The problem of the shadow docket is not that the Court fails to explain itself or applies the wrong standards of review. The problem is structural. The lower federal courts, applying current doctrines governing judicial review of federal and state policies, have broad authority to block legislation and administrative action. The Supreme Court, meanwhile, is institutionally committed to its position of supremacy over those lower courts, necessitating the exercise of control over the lower courts in significant matters. Those factors mean that proposed reforms for the Court’s use of the shadow docket misdiagnose the structural problem.

This Article, by contrast, offers structural reforms that would allow the Court to change the conditions in the lower courts to prevent significant matters from landing on the shadow docket in the first place.
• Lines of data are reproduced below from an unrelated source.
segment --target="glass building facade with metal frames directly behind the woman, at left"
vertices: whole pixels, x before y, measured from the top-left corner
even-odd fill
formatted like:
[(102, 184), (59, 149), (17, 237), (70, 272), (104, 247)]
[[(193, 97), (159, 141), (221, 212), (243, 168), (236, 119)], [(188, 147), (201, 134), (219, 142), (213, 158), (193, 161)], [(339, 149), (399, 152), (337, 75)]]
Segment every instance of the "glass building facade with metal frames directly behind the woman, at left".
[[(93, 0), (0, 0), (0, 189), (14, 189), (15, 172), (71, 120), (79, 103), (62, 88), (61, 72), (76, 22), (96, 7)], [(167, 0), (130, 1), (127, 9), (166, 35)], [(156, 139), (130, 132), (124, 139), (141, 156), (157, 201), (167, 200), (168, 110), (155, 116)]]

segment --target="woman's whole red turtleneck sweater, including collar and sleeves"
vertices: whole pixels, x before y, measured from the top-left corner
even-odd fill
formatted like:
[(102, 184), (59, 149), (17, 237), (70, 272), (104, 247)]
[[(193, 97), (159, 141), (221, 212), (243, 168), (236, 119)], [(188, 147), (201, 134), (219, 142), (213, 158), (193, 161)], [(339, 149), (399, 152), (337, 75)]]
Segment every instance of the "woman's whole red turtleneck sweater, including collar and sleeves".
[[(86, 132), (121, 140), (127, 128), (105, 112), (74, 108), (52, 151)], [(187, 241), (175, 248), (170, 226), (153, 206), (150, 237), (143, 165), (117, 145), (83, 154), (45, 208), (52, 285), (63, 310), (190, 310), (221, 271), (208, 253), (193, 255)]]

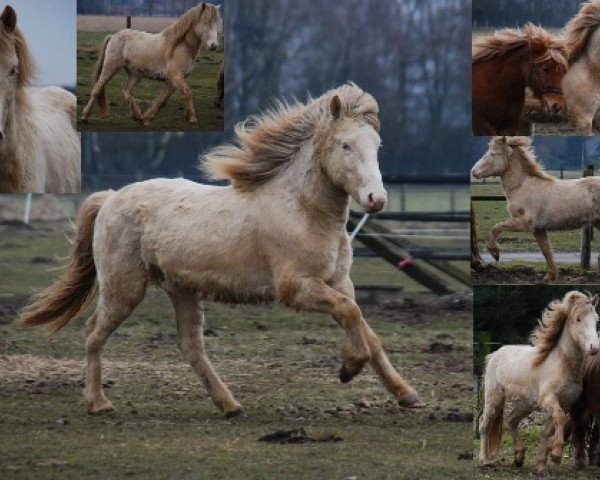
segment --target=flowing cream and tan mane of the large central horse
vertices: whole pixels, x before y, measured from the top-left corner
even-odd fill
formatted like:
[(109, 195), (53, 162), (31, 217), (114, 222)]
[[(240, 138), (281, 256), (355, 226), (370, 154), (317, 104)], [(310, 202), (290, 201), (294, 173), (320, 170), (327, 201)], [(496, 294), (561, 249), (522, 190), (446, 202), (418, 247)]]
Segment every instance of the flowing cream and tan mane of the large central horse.
[(306, 104), (277, 101), (275, 106), (238, 123), (233, 144), (216, 147), (200, 160), (200, 168), (213, 180), (230, 180), (239, 190), (250, 190), (277, 176), (302, 147), (317, 134), (330, 131), (329, 103), (337, 95), (342, 115), (358, 118), (379, 131), (376, 100), (354, 83), (309, 97)]

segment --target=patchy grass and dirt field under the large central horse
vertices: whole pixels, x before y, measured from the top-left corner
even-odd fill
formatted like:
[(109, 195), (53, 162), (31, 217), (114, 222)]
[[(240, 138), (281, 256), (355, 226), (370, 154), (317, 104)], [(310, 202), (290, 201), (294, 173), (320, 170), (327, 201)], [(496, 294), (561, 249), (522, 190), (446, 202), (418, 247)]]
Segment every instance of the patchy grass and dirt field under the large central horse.
[[(345, 336), (329, 317), (208, 303), (209, 357), (247, 414), (228, 421), (182, 361), (168, 299), (151, 288), (105, 351), (116, 412), (89, 416), (83, 319), (51, 339), (14, 325), (27, 297), (60, 274), (65, 228), (0, 224), (0, 478), (472, 478), (468, 299), (406, 285), (405, 301), (363, 308), (428, 403), (418, 412), (398, 407), (370, 368), (339, 383)], [(394, 274), (366, 259), (353, 270), (357, 283)], [(258, 441), (297, 428), (342, 440)]]

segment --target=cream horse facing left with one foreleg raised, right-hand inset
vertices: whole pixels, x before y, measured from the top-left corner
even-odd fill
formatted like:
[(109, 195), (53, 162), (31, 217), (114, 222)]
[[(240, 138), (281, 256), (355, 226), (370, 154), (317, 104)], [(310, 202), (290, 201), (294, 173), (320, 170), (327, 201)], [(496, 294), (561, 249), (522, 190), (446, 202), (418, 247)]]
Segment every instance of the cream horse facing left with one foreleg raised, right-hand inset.
[(488, 251), (499, 260), (497, 240), (504, 230), (531, 232), (548, 263), (544, 282), (558, 278), (548, 231), (587, 225), (600, 229), (600, 178), (557, 180), (537, 163), (529, 137), (495, 137), (471, 174), (475, 178), (501, 177), (506, 194), (511, 218), (494, 225)]

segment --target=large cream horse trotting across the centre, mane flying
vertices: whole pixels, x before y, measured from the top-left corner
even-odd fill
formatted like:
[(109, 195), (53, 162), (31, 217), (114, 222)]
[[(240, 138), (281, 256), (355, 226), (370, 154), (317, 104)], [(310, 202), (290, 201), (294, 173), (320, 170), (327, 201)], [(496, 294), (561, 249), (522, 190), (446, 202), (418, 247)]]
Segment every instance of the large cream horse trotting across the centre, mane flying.
[(230, 186), (156, 179), (91, 195), (66, 276), (25, 309), (21, 324), (58, 331), (91, 301), (97, 278), (98, 305), (85, 329), (85, 398), (91, 413), (110, 410), (101, 350), (154, 283), (173, 302), (184, 357), (232, 416), (242, 408), (206, 358), (199, 299), (276, 299), (329, 313), (346, 330), (342, 382), (370, 361), (401, 405), (423, 406), (364, 320), (349, 276), (349, 198), (365, 212), (380, 211), (387, 198), (378, 130), (376, 101), (348, 84), (239, 124), (234, 145), (203, 157), (204, 170)]

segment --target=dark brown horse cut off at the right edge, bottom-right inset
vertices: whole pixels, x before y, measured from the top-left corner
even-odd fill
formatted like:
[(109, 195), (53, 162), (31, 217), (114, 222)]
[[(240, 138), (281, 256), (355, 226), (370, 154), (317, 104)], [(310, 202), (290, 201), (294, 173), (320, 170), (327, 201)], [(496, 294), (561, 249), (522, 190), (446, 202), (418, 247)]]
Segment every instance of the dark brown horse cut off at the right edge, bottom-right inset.
[(575, 440), (575, 463), (585, 467), (585, 437), (590, 420), (595, 419), (590, 438), (589, 464), (600, 465), (598, 448), (598, 424), (600, 422), (600, 359), (586, 358), (583, 362), (583, 391), (571, 408), (573, 438)]

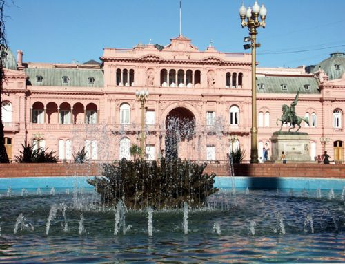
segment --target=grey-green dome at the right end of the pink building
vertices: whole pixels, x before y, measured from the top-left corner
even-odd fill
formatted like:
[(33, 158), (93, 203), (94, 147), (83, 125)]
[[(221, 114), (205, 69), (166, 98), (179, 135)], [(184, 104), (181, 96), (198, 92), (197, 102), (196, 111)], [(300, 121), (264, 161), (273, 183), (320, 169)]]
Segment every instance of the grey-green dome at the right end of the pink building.
[(342, 78), (345, 73), (345, 53), (331, 53), (330, 57), (317, 64), (313, 70), (311, 70), (311, 73), (315, 73), (319, 68), (324, 70), (326, 75), (328, 75), (328, 79)]

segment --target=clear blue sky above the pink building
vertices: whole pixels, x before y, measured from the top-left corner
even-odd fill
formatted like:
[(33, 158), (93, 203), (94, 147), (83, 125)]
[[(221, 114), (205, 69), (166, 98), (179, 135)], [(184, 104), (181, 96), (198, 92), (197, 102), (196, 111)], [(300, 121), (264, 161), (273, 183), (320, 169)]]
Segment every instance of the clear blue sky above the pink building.
[[(103, 48), (132, 48), (139, 42), (169, 44), (179, 34), (179, 0), (14, 0), (6, 8), (12, 51), (24, 62), (86, 62)], [(183, 0), (182, 34), (204, 50), (244, 52), (238, 15), (242, 0)], [(246, 6), (254, 0), (244, 1)], [(266, 28), (259, 28), (260, 66), (317, 64), (345, 50), (345, 0), (264, 0)], [(330, 48), (331, 47), (331, 48)], [(309, 50), (300, 53), (295, 51)], [(282, 53), (283, 54), (279, 54)], [(286, 53), (288, 52), (288, 53)], [(292, 53), (290, 53), (292, 52)]]

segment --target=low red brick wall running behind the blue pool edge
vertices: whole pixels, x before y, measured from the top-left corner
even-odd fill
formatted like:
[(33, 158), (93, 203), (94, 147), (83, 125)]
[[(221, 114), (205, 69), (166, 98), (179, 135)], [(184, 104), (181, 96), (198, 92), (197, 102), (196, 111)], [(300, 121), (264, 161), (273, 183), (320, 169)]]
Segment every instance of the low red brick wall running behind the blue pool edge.
[[(100, 164), (0, 164), (1, 177), (97, 176)], [(205, 172), (229, 175), (228, 166), (208, 164)], [(345, 164), (235, 164), (235, 176), (345, 178)]]

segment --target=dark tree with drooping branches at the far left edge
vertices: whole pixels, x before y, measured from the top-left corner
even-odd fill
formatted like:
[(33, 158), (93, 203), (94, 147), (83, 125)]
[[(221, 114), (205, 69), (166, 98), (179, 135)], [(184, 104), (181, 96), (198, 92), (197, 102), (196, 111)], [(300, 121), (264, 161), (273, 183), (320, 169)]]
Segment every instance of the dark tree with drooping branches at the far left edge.
[[(0, 47), (1, 50), (7, 50), (7, 41), (5, 34), (5, 17), (3, 15), (3, 8), (6, 6), (6, 0), (0, 0)], [(5, 73), (3, 70), (3, 59), (0, 57), (0, 163), (9, 163), (8, 155), (5, 149), (5, 134), (3, 133), (3, 122), (2, 122), (2, 102), (3, 102), (3, 82), (5, 82)]]

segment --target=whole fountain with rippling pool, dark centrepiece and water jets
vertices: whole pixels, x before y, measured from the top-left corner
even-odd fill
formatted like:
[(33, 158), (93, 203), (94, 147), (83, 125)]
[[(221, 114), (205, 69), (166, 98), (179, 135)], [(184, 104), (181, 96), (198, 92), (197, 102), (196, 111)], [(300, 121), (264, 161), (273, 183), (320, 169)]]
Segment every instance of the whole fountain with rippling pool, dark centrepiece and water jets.
[[(207, 133), (217, 138), (217, 127)], [(90, 185), (80, 175), (69, 187), (59, 185), (68, 177), (15, 188), (0, 179), (0, 262), (344, 262), (345, 189), (330, 179), (253, 189), (240, 177), (221, 187), (188, 160), (102, 168)]]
The set of reforms is systematic rather than myopic because focusing on (for example) nationwide injunctions but not also standing and Ex parte Young would solve a problem that would reemerge in a new doctrinal form. And the reforms are pitched at just the right level of ambition—not too fatalistic and not too quixotic: not too fatalistic, because I suggest actual changes that the Court (and lower courts) could implement to reduce the structural causes of the problem that it faces; not too quixotic, because I assume that Congress will do nothing and because the proposed “reforms” are either technically already the law or reasonably plausible refinements or developments of current doctrine. What this Article provides, then, is a menu of options for reducing the pressure on the Court to intervene in the appellate process. Not all such options will seem necessary; some might seem to go too far. But they should all be on the table if the shadow docket is really a problem that needs to be managed.

Or perhaps the shadow docket is a necessary feature of a constitutional system in which the federal courts constrain political actors. On that view, the reforms proposed would fix the shadow docket but undermine the critical judicial function. If so, the solution is not to weaken the courts but to embrace an interim docket, and potentially to make the Supreme Court more effective at its supervisory function. Reforms that allow the Court to intervene earlier or more often might change the composition of the Court’s day-to-day work, but such an evolution might be inevitable if the federal courts are to effectively police political actors. Whether the better course is to disempower the lower courts or to embrace the Court’s new role is up for debate. But it is implausible to argue that the lower courts should regularly resolve matters of national significance while the Supreme Court declines to intervene.